TOUL
La lumière à Toul est un tremblement. Elle s'amasse tout à coup. Elle entoure ce qui n'est jamais dit. Elle gronde dans l'espace, saute avec les chats, écorche et détale. Elle roule au milieu des pommes, elle recouvre le moindre bruit. Elle s'arrête devant les écluses.
Elle est une et il y en a tant. Un froissement quand elle s'éloigne. Il y a un trou dans la lumière. Et c'est toujours quand je te demande comment tu t'appelles.
TOUL
Toul est courbe comme le monde !
Une craillée d’oiseaux semblait attraper la ville par un pan et l’emporter au-dessus de la Moselle. Puis tout s’éparpille. Et je n’avais pas eu le temps de fermer les yeux.

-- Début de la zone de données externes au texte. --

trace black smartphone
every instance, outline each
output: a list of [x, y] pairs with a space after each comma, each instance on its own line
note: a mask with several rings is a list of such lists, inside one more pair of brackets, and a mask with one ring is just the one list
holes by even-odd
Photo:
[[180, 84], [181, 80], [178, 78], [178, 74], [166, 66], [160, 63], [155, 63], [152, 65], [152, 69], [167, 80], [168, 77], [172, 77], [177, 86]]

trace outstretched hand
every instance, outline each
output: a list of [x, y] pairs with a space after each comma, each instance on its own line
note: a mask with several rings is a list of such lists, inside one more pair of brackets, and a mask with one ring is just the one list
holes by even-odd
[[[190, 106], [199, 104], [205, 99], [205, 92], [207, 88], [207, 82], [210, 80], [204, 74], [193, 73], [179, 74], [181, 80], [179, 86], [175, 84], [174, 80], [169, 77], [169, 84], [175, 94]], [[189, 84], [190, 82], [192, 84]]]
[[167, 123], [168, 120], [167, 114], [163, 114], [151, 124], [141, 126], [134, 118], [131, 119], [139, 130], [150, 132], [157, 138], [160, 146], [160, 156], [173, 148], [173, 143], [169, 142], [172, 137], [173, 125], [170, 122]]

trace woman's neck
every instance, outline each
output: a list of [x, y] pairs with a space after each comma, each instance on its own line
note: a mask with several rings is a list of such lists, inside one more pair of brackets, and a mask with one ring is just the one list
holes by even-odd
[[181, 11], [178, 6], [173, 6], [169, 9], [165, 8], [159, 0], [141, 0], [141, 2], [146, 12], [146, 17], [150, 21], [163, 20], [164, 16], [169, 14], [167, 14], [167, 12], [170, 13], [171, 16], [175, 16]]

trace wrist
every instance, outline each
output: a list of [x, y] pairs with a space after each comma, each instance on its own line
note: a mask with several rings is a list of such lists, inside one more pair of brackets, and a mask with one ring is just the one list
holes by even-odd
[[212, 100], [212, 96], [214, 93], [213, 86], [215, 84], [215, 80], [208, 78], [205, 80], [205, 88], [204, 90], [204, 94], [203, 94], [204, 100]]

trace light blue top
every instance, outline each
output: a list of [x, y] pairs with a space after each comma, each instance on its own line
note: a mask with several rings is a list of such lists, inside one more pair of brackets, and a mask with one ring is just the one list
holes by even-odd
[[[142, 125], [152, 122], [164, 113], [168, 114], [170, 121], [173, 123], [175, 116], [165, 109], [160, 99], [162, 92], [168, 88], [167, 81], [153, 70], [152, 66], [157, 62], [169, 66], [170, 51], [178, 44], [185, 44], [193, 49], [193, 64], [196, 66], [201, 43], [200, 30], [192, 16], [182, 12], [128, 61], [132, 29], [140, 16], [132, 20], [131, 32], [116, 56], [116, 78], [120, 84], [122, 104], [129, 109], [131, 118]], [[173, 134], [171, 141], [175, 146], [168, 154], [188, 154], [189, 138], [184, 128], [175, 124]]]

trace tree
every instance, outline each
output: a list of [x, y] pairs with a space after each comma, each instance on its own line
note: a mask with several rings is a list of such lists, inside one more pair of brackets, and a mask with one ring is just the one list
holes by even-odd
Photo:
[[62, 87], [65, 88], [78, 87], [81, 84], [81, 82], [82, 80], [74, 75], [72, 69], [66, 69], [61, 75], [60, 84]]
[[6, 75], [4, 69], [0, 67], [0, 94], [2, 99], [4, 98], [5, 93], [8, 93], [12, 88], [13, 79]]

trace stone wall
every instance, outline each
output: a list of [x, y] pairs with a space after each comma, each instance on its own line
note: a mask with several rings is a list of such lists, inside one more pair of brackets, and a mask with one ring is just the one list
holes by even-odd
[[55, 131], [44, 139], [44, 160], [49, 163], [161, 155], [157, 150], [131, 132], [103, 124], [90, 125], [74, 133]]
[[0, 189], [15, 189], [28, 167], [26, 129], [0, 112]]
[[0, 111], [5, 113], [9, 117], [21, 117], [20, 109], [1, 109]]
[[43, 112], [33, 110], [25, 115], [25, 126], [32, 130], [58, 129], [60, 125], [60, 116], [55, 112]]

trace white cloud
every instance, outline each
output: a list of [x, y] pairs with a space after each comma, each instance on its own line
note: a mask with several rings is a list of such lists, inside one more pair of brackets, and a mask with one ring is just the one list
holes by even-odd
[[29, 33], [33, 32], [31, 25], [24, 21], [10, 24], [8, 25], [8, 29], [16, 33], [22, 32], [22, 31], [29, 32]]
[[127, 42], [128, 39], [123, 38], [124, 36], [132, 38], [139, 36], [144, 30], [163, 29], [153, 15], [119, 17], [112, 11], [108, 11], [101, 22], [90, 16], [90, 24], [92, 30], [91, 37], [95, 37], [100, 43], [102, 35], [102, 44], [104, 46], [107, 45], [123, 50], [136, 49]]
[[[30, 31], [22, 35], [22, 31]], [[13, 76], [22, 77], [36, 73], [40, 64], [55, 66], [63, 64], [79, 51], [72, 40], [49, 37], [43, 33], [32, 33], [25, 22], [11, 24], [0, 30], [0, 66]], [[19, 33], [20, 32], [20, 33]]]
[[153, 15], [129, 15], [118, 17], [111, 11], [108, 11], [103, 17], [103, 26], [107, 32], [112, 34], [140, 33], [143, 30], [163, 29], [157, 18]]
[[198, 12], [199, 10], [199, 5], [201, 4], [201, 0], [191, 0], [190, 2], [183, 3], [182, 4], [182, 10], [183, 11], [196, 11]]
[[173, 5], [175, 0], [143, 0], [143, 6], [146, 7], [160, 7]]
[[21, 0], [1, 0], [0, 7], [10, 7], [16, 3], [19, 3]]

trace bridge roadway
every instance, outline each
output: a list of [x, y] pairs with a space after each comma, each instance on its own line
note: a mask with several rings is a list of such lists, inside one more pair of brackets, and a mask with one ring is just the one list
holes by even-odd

En 1946, nous courions dans les ruines. On y riait. On se cachait. On s’appelait d’un bloc de pierre à l’autre. Quand trop d’été explose dans une cour, quand je vais plus vite que les rues, que les arbres autour de la place de la République, plus vite qu’un rosier et rien n’échappe, pas même le silence, je suis à Toul. Je n’ai jamais le temps de fermer les yeux, c’est comme si la lumière venait de m’érafler.
J'entends l'oubli. J'entends la craillée d'oiseaux emporter la ville
Qui ai-je fui jusqu'à ce que je touche ton nom, jusqu'à ce que rien ne se répète ?
Lorsque je n'ai pas peur, lorsque je pourrai courir et comme ouvrir les bras derrière les mots, je suis à Toul.